—Ah, mon Dieu! qu'il m'a donc amusée hier soir... Tu sais que je me suis retirée de bonne heure.—Eh bien! mon Othello... s'était placé en face de ma chambre.... C'est Fanny qui m'a dit cela, en face de ma chambre grimpé dans un énorme acacia... et ce qu'il y a de fort curieux, c'est que le fils de M. de Mersac est venu justement s'asseoir sur le banc qui est placé au-dessous de cet arbre, avec cette bonne madame d'Alby...
—Avec madame d'Alby!!!...
—Avec madame d'Alby...
—En vérité, ma chère, l'adolescence ne respecte plus la vieillesse, même dans les femmes... Ce jeune de Mersac va se faire une querelle à mort avec les petits-enfants de cette dame qui sont dans la même classe que lui... quand ils vont savoir qu'il peut compromettre leur grand'mère...
—Taisez-vous donc, fou... dit Hortense en riant, et écoutez la fin...
Il paraît que le tête-à-tête dura longtemps et tu juges de la position de l'Othello pendant ces doux entretiens...
A ce moment des éclats de rire vinrent interrompre les amants... Par-dessus tout on distinguait la voix mordante de M. de Cérigny, et la voix voilée de l'adolescent fils de M. de Mersac. C'était encore le maudit lycéen.
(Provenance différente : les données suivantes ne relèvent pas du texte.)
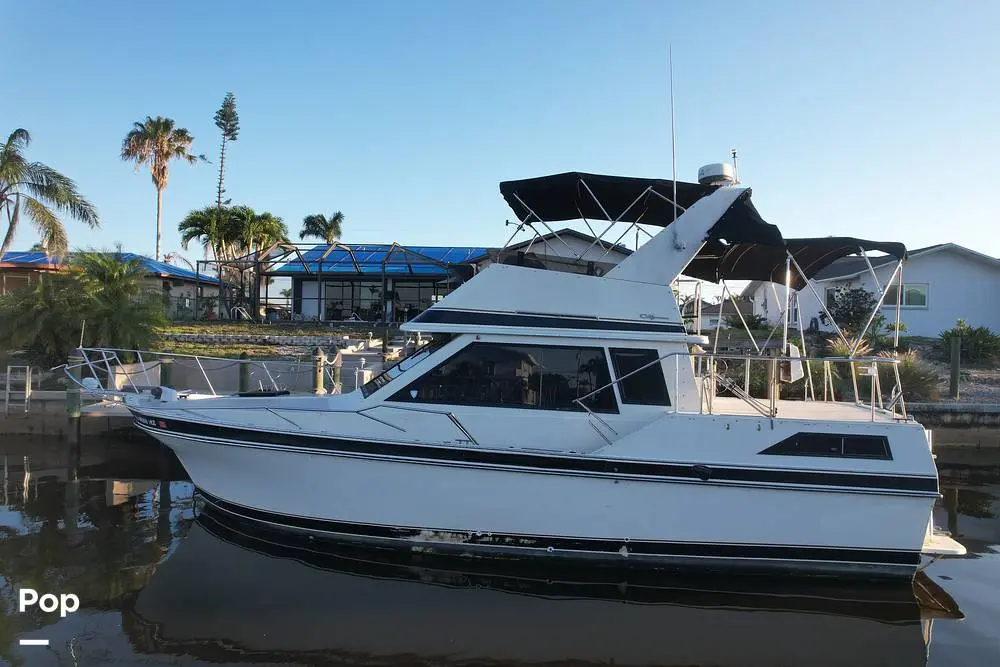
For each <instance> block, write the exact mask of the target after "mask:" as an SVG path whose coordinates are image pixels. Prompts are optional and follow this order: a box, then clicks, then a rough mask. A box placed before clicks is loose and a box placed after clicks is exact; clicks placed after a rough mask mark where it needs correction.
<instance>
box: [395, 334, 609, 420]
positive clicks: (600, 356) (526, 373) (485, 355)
mask: <svg viewBox="0 0 1000 667" xmlns="http://www.w3.org/2000/svg"><path fill="white" fill-rule="evenodd" d="M610 382H611V376H610V373H609V371H608V364H607V360H606V358H605V356H604V351H603V350H601V349H596V348H570V347H549V346H537V345H506V344H501V343H473V344H471V345H469V346H468V347H466V348H464V349H463V350H461V351H460V352H458V353H457V354H456V355H455V356H454V357H452V358H451V359H449V360H447V361H445V362H444V363H442V364H441V365H440V366H438V367H436V368H434V369H433V370H431V371H429V372H427V373H426V374H424V375H423V376H421V377H420V378H418V379H416V380H414V381H413V382H412V383H410V385H409V386H408V387H406V388H404V389H401V390H400V391H398V392H397V393H396V394H394V395H393V396H392V397H391V398H390V399H389V400H393V401H409V402H419V403H450V404H452V405H494V406H501V407H516V408H541V409H545V410H582V409H583V408H581V407H580V406H579V405H577V404H576V403H574V402H573V400H574V399H576V398H577V397H579V396H583V395H586V394H589V393H590V392H591V391H593V390H594V389H597V388H598V387H601V386H604V385H606V384H608V383H610ZM586 403H587V407H588V408H590V409H591V410H593V411H594V412H617V411H618V406H617V404H616V403H615V398H614V394H613V393H612V391H611V389H610V388H609V389H607V390H605V391H602V392H600V393H599V394H597V395H595V396H592V397H591V398H589V399H587V401H586Z"/></svg>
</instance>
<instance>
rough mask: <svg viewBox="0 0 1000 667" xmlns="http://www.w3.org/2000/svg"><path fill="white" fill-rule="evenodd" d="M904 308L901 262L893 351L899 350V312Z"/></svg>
mask: <svg viewBox="0 0 1000 667" xmlns="http://www.w3.org/2000/svg"><path fill="white" fill-rule="evenodd" d="M889 284H890V285H891V284H892V281H891V280H890V281H889ZM902 306H903V263H902V261H900V263H899V282H897V283H896V326H895V330H896V331H895V334H894V335H893V337H892V349H893V350H898V349H899V325H900V322H899V311H900V308H902Z"/></svg>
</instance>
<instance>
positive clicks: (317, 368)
mask: <svg viewBox="0 0 1000 667" xmlns="http://www.w3.org/2000/svg"><path fill="white" fill-rule="evenodd" d="M324 366H326V354H325V353H324V352H323V348H321V347H317V348H316V352H314V353H313V393H314V394H317V395H321V394H325V393H326V381H325V380H324V378H323V373H324V372H325V371H326V369H325V368H324Z"/></svg>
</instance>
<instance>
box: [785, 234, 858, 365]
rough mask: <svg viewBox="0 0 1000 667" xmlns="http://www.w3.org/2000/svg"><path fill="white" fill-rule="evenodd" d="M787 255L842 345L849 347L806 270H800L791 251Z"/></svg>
mask: <svg viewBox="0 0 1000 667" xmlns="http://www.w3.org/2000/svg"><path fill="white" fill-rule="evenodd" d="M788 257H789V259H791V260H792V265H793V266H794V267H795V270H796V271H798V272H799V275H800V276H802V280H803V281H805V283H806V285H807V286H808V287H809V291H811V292H812V294H813V296H814V297H816V303H818V304H819V307H820V308H822V309H823V312H824V313H826V316H827V317H828V318H830V324H832V325H833V328H834V330H835V331H836V332H837V335H838V336H840V340H841V341H842V342H843V343H844V345H846V346H847V347H850V346H851V342H850V341H849V340H847V336H846V335H844V332H843V330H842V329H841V328H840V325H839V324H837V320H835V319H834V318H833V315H831V314H830V309H829V308H827V307H826V301H825V300H824V299H823V298H821V297H820V295H819V292H817V291H816V287H815V286H814V285H813V284H812V281H811V280H809V278H807V277H806V272H805V271H803V270H802V267H801V266H799V263H798V262H796V261H795V258H794V257H793V256H792V254H791V253H788Z"/></svg>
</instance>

—Ah, mon Dieu!... ton mari, Hortense..., dit Georges, en prenant à la hâte le chapeau et l'ombrelle de madame de Cérigny... Vite... je vais ôter le verrou; passe par la porte du souterrain... je te suis...
—Dépêchez-vous, Georges..., car j'aurais une peur horrible dans cette galerie...
Viens... vite... Et Georges prenant la main d'Hortense disparut avec elle par le côté souterrain de la pagode.—Marcel n'y était pas, ou n'y était plus.